2 Möglichkeiten zur Neublecheinschweißung.. (Restauration Roststellen..)

  • Moinsen,


    Ich hab ja noch Glück mit meiner Neuerwerbung, bin jetzt unten alles am Wagenboden durch, bis aufs Heck (Wagenhebermulde, No Na..) sieht der Suzi aus wie aus der Fabrik, fast schon unheimlich, auch innen unter den Teppich, alle Verkleidungen weg, nix...

    Aber hinten gibts drei durchrostungen.


    44109538hd.png


    Natürlich sind die genau da, wo unter dem wannenbodenblech auch noch Verstärkungsträger sitzen.

    Die sind an zwei Stellen auch schon ebenfalls durch.


    Plan A wäre wie am 1.Bild ersichtlich das obere Blech rausschneiden (ist in der Mitte schon geschehen..) das unter Stützbleck ebenfalls teilweise ausschneiden, Nirostablech in den Verstärkungsträger einschweißen, und dann das obere neue angepasste Bodenblech - ebenfalls Nirosta - einschweißen.
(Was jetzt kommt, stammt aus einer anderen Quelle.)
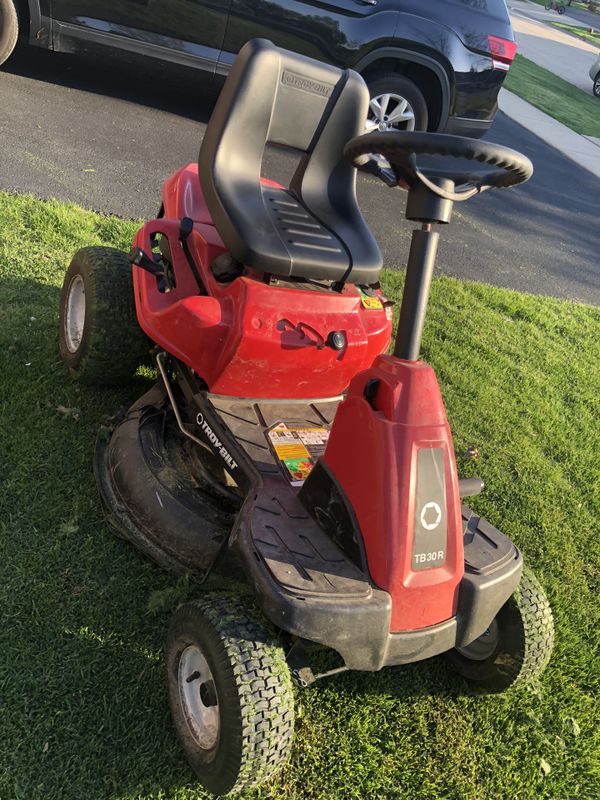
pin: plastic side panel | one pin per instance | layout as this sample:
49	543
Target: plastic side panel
247	338
183	195
282	346
376	460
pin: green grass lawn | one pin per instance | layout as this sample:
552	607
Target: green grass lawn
582	6
560	99
83	710
580	33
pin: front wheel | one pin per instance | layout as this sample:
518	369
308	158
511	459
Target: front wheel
99	338
396	104
230	693
517	645
9	28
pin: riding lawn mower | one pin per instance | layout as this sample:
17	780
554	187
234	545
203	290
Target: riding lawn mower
280	435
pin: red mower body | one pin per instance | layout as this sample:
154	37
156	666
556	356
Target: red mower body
394	458
250	337
391	452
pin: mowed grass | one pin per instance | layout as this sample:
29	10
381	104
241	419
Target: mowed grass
83	711
587	34
556	97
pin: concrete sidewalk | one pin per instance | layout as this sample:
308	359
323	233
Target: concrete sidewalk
561	53
583	150
565	56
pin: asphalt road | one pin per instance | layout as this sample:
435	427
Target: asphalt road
564	55
105	134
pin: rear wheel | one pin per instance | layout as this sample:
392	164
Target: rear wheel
9	28
517	645
230	693
99	338
396	104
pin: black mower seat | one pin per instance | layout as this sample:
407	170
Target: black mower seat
313	229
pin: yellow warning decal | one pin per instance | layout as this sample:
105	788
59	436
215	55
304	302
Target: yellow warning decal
298	447
371	302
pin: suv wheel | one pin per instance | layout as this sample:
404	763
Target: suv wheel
396	103
9	28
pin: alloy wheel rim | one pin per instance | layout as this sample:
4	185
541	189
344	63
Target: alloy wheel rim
390	111
75	314
198	696
484	646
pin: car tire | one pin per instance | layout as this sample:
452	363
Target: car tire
396	103
9	28
516	647
99	338
230	693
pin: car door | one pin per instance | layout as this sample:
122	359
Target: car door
188	31
332	30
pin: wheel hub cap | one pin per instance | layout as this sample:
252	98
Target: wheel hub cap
390	111
75	314
198	697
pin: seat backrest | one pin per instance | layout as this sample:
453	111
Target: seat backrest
314	228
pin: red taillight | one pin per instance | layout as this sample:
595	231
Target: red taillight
503	51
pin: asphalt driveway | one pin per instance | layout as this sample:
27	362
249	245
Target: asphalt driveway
105	135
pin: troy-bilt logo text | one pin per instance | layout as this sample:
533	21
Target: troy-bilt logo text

    Hier in dem oberen Mittelteil, geht das ja noch ganz gut.


    Das kranke Bodenblech ist rausgeschnitten, das Verstärkungsblech drunter muss dort rausgeschnitten wo man die schwarze Schraffur sieht. Dort ist die Blechstärke zu zwei Drittel weg. Das kann man nicht lassen..

    Diese Stelle geht ja noch.. aber die anderen... na servas...

    44109540tb.jpg


    Aber was mach ich hier in der Ecke ? Da ist das untere Verstärkungsblech ebenfalls durch, dieses Blech ist im Verbund mit dem ganzen Heckblechsystem, das wird fricky... puhhh

    44109539ex.png


    Plan B wäre das kurze Boden-Reparaturblech (200 Euro) einzusetzen.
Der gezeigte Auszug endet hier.